Container	Image	Port	Purpose
`improve-monitor`	`python:3.12-slim` + `node:22`	3400, 3401	Next.js monitor dashboard (3400) + FastAPI backend (3401)
`improve-agent`	`python:3.12-slim`	8500	Claude Agent SDK runner with CEO/Worker loop, git, Docker CLI, Playwright
`improve-tunnel`	`cloudflare/cloudflared`	—	Cloudflare tunnel for remote access to monitor UI

Directory Structure

self-improve/
  agent/                    # Python agent package
    main.py                 # HTTP server (:8500) + agent run loop
    runner.py               # Agent execution engine (parallel slot runner)

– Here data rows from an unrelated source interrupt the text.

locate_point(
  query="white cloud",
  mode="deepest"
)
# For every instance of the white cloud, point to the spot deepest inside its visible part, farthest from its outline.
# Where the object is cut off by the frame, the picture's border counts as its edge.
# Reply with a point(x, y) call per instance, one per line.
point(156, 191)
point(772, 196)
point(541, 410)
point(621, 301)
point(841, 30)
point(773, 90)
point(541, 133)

    run_manager.py          # Run lifecycle management
    endpoints.py            # FastAPI endpoint definitions
    db.py                   # SQLite: runs, tool_calls, audit_log writes
    git_ops.py              # Branch creation, push, PR creation via gh CLI
    hooks.py                # PreToolUse/PostToolUse hooks: audit every tool call
    permissions.py          # Tool permission gating (block dangerous ops)
    prompt.py               # System/initial/continuation/CEO prompt builders
    session_gate.py         # MCP tool: time-lock enforcement + end_session
    signals.py              # Control signal handling (pause/resume/inject/stop)
    subagents.py            # Sub-agent orchestration
    tests/                  # pytest suite (unit + integration)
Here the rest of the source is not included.